Beberapa bulan yang lalu, Surabaya diramaikan geliat aksi Bonek. Aksi tersebut dilakukan dengan cara konvoi sambil mampir dan melayangkan protesnya di berbagai anak perusahaan Mahaka Group yang berada di Surabaya. Aksi ini buntut dari kekecewaan Bonek terhadap Mahaka Group selaku operator Piala Presiden yang mancantumkan nama Persebaya United sebagai peserta. Bagi mayoritas Bonek, Persebaya United bukanlah Persebaya asli yang selama ini menjadi representatif kebanggaan warga Surabaya.
Aksi demonstrasi yang dilakukan Bonek ini bukan kali pertama. Tercatat, sejak tahun 2013 mereka konsisten memperjuangkan Persebaya 1927 yang notabene Persebaya asli agar bisa diakui oleh federasi sepakbola negeri ini.
PSSI di bawah kepemimpinan La Nyalla Mattalitti justru mengakui Persebaya dari Divisi Utama yang sebelumnya merupakan klub Persikubar Kutai Barat. Hal ini tentu menimbulkan protes keras Bonek karena tak diakuinya Persebaya 1927.
Hampir dua tahun lebih Bonek tak mendukung langsung klubnya berlaga. Mereka konsisten menghimpun dan berjuang dengan segala cara agar Persebaya 1927 dapat kembali berkompetisi lagi. Mereka juga berjuang agar sepakbola Indonesia bersih dari segala intrik yang menyebabkan kerugian bagi sepakbola itu sendiri.
Hebatnya, selama “masa perjuangan”, tak ada kerusuhan maupun chaos yang terjadi. Bonek selalu bisa menjaga ketertiban. Segala prosedur unjuk rasa mulai perizinan aksi pun mereka lakukan. Sungguh hal yang bertolak belakang dengan stigma masyarakat terhadap Bonek.
Kita bisa melihat jika banyak hal positif dari Bonek. Konsistensi perjuangan merupakan pondasi utama perjuangan. Uang tak sanggup membeli mereka. Bahkan, ketika “Persebaya palsu” berlaga di Indonesia Super League (ISL) dengan pemain bintang sekalipun, boikot tetap mereka lakukan.
Hingga ada yang berkelakar meski Lionel Messi bermain untuk “Persebaya palsu”, Bonek tak akan datang ke stadion. Ini bukan hal yang tak mungkin dilakukan mengingat teguhnya pendirian mereka.

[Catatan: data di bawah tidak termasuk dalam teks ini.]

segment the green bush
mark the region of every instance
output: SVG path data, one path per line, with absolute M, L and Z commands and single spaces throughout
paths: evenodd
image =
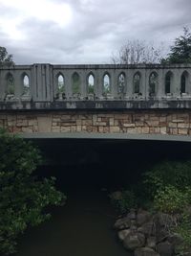
M 54 178 L 32 175 L 41 161 L 32 143 L 0 130 L 0 255 L 15 252 L 18 235 L 50 218 L 46 206 L 66 199 Z
M 172 185 L 178 189 L 191 186 L 191 161 L 162 162 L 143 175 L 146 195 L 153 199 L 157 191 Z
M 191 216 L 183 214 L 180 221 L 173 230 L 182 238 L 182 243 L 177 246 L 176 253 L 179 255 L 185 255 L 191 250 Z
M 187 193 L 171 185 L 159 189 L 154 198 L 155 209 L 162 213 L 182 213 L 188 204 Z
M 111 194 L 110 198 L 112 203 L 121 214 L 129 211 L 131 208 L 137 207 L 137 198 L 133 191 L 122 190 L 120 197 L 117 198 Z

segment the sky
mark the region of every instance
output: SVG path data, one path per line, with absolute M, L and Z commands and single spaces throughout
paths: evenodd
M 128 40 L 168 51 L 191 0 L 0 0 L 0 46 L 16 64 L 111 63 Z

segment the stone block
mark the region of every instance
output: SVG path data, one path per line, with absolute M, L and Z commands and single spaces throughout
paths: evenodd
M 179 128 L 178 132 L 180 135 L 187 135 L 188 134 L 188 129 L 187 128 Z
M 166 134 L 167 133 L 166 127 L 160 128 L 159 130 L 160 130 L 161 134 Z
M 149 133 L 149 128 L 142 128 L 142 133 L 148 134 Z
M 110 128 L 110 132 L 119 132 L 120 131 L 120 128 L 119 127 L 111 127 Z
M 177 123 L 169 122 L 169 123 L 168 123 L 168 127 L 169 127 L 169 128 L 177 128 Z
M 185 123 L 179 123 L 178 124 L 178 128 L 189 128 L 189 124 L 185 124 Z
M 71 127 L 61 127 L 60 131 L 61 132 L 70 132 Z
M 52 131 L 53 132 L 60 132 L 60 127 L 53 127 Z
M 22 128 L 22 132 L 32 133 L 33 132 L 33 128 L 32 127 Z
M 125 124 L 123 124 L 123 127 L 124 128 L 135 128 L 136 125 L 135 124 L 127 124 L 127 123 L 125 123 Z

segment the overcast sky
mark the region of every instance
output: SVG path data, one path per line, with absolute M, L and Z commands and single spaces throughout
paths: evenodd
M 191 0 L 0 0 L 0 46 L 17 64 L 110 63 L 127 40 L 173 43 Z

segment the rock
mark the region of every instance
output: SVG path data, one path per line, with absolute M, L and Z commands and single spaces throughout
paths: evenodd
M 183 238 L 177 233 L 168 236 L 167 241 L 173 245 L 180 245 L 183 242 Z
M 157 244 L 157 251 L 160 256 L 172 256 L 173 245 L 168 242 L 162 242 Z
M 131 232 L 130 229 L 124 229 L 118 231 L 118 239 L 122 242 L 125 239 L 125 237 L 130 234 L 130 232 Z
M 156 238 L 157 238 L 157 243 L 161 243 L 165 241 L 169 236 L 169 231 L 166 230 L 164 227 L 157 227 L 156 230 Z
M 120 218 L 117 220 L 116 223 L 114 224 L 114 228 L 117 230 L 127 229 L 131 225 L 131 221 L 128 217 Z
M 127 235 L 123 241 L 123 246 L 126 249 L 134 250 L 138 247 L 144 246 L 145 244 L 145 236 L 141 233 Z
M 159 226 L 172 226 L 174 224 L 174 219 L 169 214 L 158 213 L 154 217 L 154 222 L 158 223 Z
M 183 238 L 180 234 L 172 234 L 167 238 L 167 241 L 172 244 L 175 254 L 179 254 L 180 245 L 183 242 Z
M 154 236 L 156 233 L 155 225 L 152 221 L 149 222 L 144 223 L 142 226 L 138 228 L 138 231 L 148 236 Z
M 152 248 L 141 247 L 137 248 L 134 252 L 135 256 L 159 256 L 159 254 Z
M 137 215 L 137 223 L 138 225 L 142 225 L 145 222 L 148 222 L 151 219 L 151 214 L 144 210 L 138 210 Z
M 120 200 L 122 198 L 122 192 L 115 191 L 110 195 L 110 198 L 114 200 Z
M 129 220 L 136 220 L 136 210 L 131 209 L 130 212 L 127 214 Z
M 191 252 L 184 252 L 182 256 L 191 256 Z
M 147 242 L 146 242 L 146 245 L 149 248 L 156 248 L 156 237 L 148 237 L 147 238 Z

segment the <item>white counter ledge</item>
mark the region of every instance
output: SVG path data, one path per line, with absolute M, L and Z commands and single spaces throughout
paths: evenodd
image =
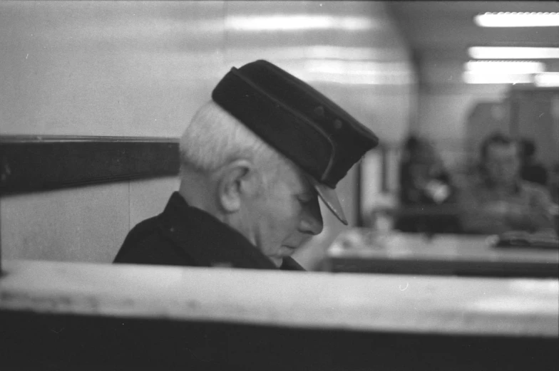
M 2 262 L 0 310 L 304 328 L 559 335 L 557 279 Z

Ini mungkin bisa dibilang sebagai karma Bonek. Karena, mereka sempat melakukan tindakan negatif kepada warga maupun pedagang di masa lalu. Ini juga diamini banyak pihak. Namun, seperti lirik lagu “Revolution start from my bad”, hal tersebut menjadi cerminan bagi Bonek.
Nah, berangkat dari hal-hal buruk, mereka kini sanggup menjadi suporter yang punya idealisme. Mereka bisa menjadi suporter yang cerdas dan tak bisa ditunggangi ataupun disetir siapa pun.
Bonek punya sejarah panjang. Bonek adalah suporter yang melakukan tradisi Awaydays pertama di Indonesia. Kala itu, pada final Perserikatan tahun 1986, rombongan suporter besar dari Surabaya berangkat ke Jakarta mendukung Persebaya berlaga di final. Bahkan ada yang sampai menyewa pesawat terbang yang semuanya diisi Bonek. Jalanan pantura kala itu macet seketika akibat ribuan rombongan Bonek.
Nama Bonek sendiri adalah pemberian koran Jawa Pos. Media itu turut membantu memberangkatkan bonek ke Jakarta.
Bonek memang pernah punya kisah kelam terkait tindak negatifnya. Tapi, kita tidak boleh memandangnya dari satu sisi. Bonek juga selalu mendambakan perdamaian. Beberapa rival sengit seperti Pasopati—suporter Persis Solo— dan beberapa suporter lainnya bisa berdampingan dengan baik. Meski klub yang dibela Bonek tak diakui PSSI.
Bonek bahkan hampir tak pernah absen mendukung Timnas Indonesia di manapun berlaga. Hampir puluhan Bonek terlihat ketika Indonesia berlaga di Malaysia ataupun di kota lainnya. Tersakitinya Bonek oleh federasi tak pernah sedikitpun sanggup menutup hati mereka dalam mendukung sepakbola Indonesia lebih baik.
Harapan itu muncul kembali pada laga persahabatan yang digelar dalam rangka memperingati ulang tahun Persebaya 1927 yang ke-88 pada 13 Juni 2015. Saya beruntung bisa hadir dan menyaksikan laga yang dijuluki “Battle of Heroes” tersebut. Tangis sempat mengalir kala lagu selamat ulang tahun dari Jamrud mengalun dan menggema di Gelora Bung Tomo.
Bonek dan eks pemain Persebaya 1927 rela berkumpul kembali dalam buaian romantisme. Ini menjadi oase dahaga panjangBonek yang rindu pada tribun akibat bobroknya federasi.
Namun, pertandingan tersebut menjadi pesta yang harus diramaikan. Dan Bonek sadar saat pesta selesai dengan segala kemabukannya, perjuangan harus tetap dilanjutkan.
Tulisan ini memang subyektif. Selama ini, media menjadikan Bonek sebagai badboy atau sumber pemberitaan yang negatif tanpa pernah melakukan prinsip cover both side. Biarkan tulisan ini menjadi tempat bagi Bonek untuk mengutarakan pledoi mereka terhadap ketidakadilan yang terjadi. Karena selama ini mereka terkurung dalam stigma negatif masyarakat yang diciptakan media massa akibat adanya unsur kebencian.
La Historia Me Absolvera, Sejarah yang akan membebaskan kita! Save Persebaya 1927!